Penelitian Microsoft ini juga bisa membawa manfaat besar bagi dunia medis, seperti membantu dokter mencapai diagnosis yang lebih akurat, dengan lebih cepat dan biaya lebih murah.
Di Amerika Serikat saja, sekitar 7,4 juta orang salah diagnosis di ruang gawat darurat setiap tahun.
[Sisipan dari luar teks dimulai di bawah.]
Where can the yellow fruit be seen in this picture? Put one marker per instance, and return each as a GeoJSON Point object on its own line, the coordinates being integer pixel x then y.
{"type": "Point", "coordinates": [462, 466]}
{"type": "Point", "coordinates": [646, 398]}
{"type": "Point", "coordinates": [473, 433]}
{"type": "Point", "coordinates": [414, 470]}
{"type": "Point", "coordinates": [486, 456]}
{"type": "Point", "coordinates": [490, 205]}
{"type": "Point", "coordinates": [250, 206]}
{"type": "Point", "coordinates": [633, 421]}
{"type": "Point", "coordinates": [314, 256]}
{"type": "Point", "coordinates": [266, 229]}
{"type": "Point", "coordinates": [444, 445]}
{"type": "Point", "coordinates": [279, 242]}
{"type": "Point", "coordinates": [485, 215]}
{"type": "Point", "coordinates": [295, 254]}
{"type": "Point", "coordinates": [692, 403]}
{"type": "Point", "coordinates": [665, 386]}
Dari jumlah tersebut, 1 dari 350 kasus menyebabkan kematian atau kecacatan permanen, menurut studi 2023 dari Agency for Healthcare Research and Quality.
Selain itu, miliaran dolar dihabiskan untuk tes yang tidak perlu, memperburuk biaya kesehatan nasional dan meruncingkan hubungan antara rumah sakit dan perusahaan asuransi.
Saat ini, Microsoft tengah bekerja sama dengan sejumlah institusi kesehatan (yang belum disebutkan namanya) untuk melakukan uji coba lanjutan dan mengulang kesuksesan awal dari MAI-DxO.
“Ini adalah sinyal awal yang sangat menjanjikan,” ujar King, “Tapi kami melihat ini sebagai perjalanan panjang bertahun-tahun yang butuh kolaborasi intensif dari seluruh sistem layanan kesehatan agar bisa berjalan dengan benar.”
AI tak hanya mampu menggantikan proses diagnosis manusia, tapi bisa menjadi alat bantu penting yang menyelamatkan nyawa, menekan biaya, dan mempercepat pelayanan medis. Dunia medis sedang berubah, dan AI ada di garis depan perubahan itu.